Doctor of Philosophy (PhD)

Degree Program

Linguistics

First Advisor

Thomas Roeper

Second Advisor

Jill de Villiers

Third Advisor

Ellen Woolford

Subject Categories

Linguistics

Abstract

This thesis investigates children's acquisition of exhaustivity across four structures: quantifiers, single questions, multiple questions and clefts. Two languages, English and German, are probed.

Exhaustivity needs some sort of plural set to be mentioned without leaving out a member of that set. This dissertation provides experimental data that children start out non-exhaustively in all four structures, i.e. they start out in a singleton stage. Moreover, I show when children's transition from a singleton stage to a first exhaustivity stage occurs. I argue that the acquisition of quantification is at the heart of all of these structures. Children start showing signs of exhaustivity once they start realizing that quantification is required by these four structures.
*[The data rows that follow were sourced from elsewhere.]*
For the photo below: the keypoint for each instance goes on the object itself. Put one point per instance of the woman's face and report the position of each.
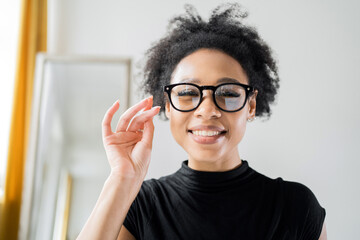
(190, 129)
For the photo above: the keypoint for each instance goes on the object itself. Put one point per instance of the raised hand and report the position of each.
(128, 149)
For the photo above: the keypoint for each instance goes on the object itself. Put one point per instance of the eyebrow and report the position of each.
(221, 80)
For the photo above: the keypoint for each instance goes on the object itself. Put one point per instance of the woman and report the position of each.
(216, 77)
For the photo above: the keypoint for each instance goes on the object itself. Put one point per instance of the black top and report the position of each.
(236, 204)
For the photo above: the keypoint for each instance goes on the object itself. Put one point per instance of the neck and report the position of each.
(216, 165)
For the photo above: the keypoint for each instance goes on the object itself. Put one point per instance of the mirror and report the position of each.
(71, 96)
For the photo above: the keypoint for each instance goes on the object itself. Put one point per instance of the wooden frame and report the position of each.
(30, 203)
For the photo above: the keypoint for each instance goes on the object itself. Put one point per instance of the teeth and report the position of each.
(206, 133)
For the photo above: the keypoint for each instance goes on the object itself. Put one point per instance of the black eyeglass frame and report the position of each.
(249, 90)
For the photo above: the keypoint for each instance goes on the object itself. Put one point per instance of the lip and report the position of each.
(206, 128)
(206, 139)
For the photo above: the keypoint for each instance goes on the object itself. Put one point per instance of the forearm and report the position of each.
(111, 208)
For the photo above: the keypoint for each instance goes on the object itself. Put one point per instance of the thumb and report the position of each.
(148, 133)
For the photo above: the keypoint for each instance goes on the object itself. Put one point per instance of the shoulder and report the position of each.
(299, 194)
(302, 207)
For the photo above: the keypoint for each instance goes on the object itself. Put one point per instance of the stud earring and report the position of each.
(251, 119)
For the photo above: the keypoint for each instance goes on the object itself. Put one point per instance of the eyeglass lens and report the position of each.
(228, 97)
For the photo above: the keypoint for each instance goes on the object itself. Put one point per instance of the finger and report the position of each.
(148, 133)
(130, 113)
(106, 123)
(139, 121)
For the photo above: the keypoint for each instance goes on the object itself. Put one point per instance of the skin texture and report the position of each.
(129, 150)
(210, 67)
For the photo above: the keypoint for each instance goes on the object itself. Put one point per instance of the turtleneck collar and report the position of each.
(202, 180)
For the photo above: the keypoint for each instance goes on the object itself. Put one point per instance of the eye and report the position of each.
(228, 93)
(189, 93)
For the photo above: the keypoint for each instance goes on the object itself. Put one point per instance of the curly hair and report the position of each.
(224, 31)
Chapter 1 contains the introduction to the theoretical background underlying the assumptions and guiding the interpretation of the data obtained in the acquisition experiment. Chapter 2 gives an overview of previous acquisition literature on exhaustivity.

The results from an experimental task in chapter 3 show that exhaustivity in quantifiers and single questions is acquired significantly earlier than the exhaustivity in multiple questions and clefts in English as well as in German. It is also shown that although exhaustivity is acquired earlier in some of the structures their acquisition process is still connected through a shared feature, quantification. I argue that the delayed acquisition of exhaustivity in multiple questions is due to a difference in semantic calculation. Whereas subset relations need to be calculated for quantifiers and questions, two sets, which are not in a subset relation to each other, need to be calculated and related for multiple questions and possibly also in clefts. This two set relation is what makes exhaustivity in multiple questions harder for English and German children. The delayed acquisition of exhaustivity in clefts is attributed to an array of facts which includes a possible difficulty of a two set calculation and a possible confusion with there constructions which do not have an exhaustivity requirement amongst other potential interfering factors.

Chapter 4 contains the cross-linguistic comparison of the acquisition study in chapter 3 as well as a discussion of general implications for the field of language acquisition, speech pathology and linguistic theory. Furthermore possibilities of various acquisition paths and potential trigger relations between developmental stages are discussed.

Chapter 5 contains some topics that are connected to the acquisition of exhaustivity but in the interest of keeping earlier chapters clear cut and streamlined their discussion is postponed until the last chapter. One such topic is how children's mastery of focus factors into their acquiring exhaustivity since questions and clefts contain focus. Another topic which developed during the research for this thesis is whether maximality and exhaustivity differ in acquisition or not. The major thrust of the argument in chapter 5 is that maximality is different from exhaustivity and that their acquisition path differs. However, since this is not the main topic of this thesis only preliminary experimental data can be provided to support this claim. From this preliminary data we can predict that the path of acquisition of maximality may differ greatly from the path of exhaustivity.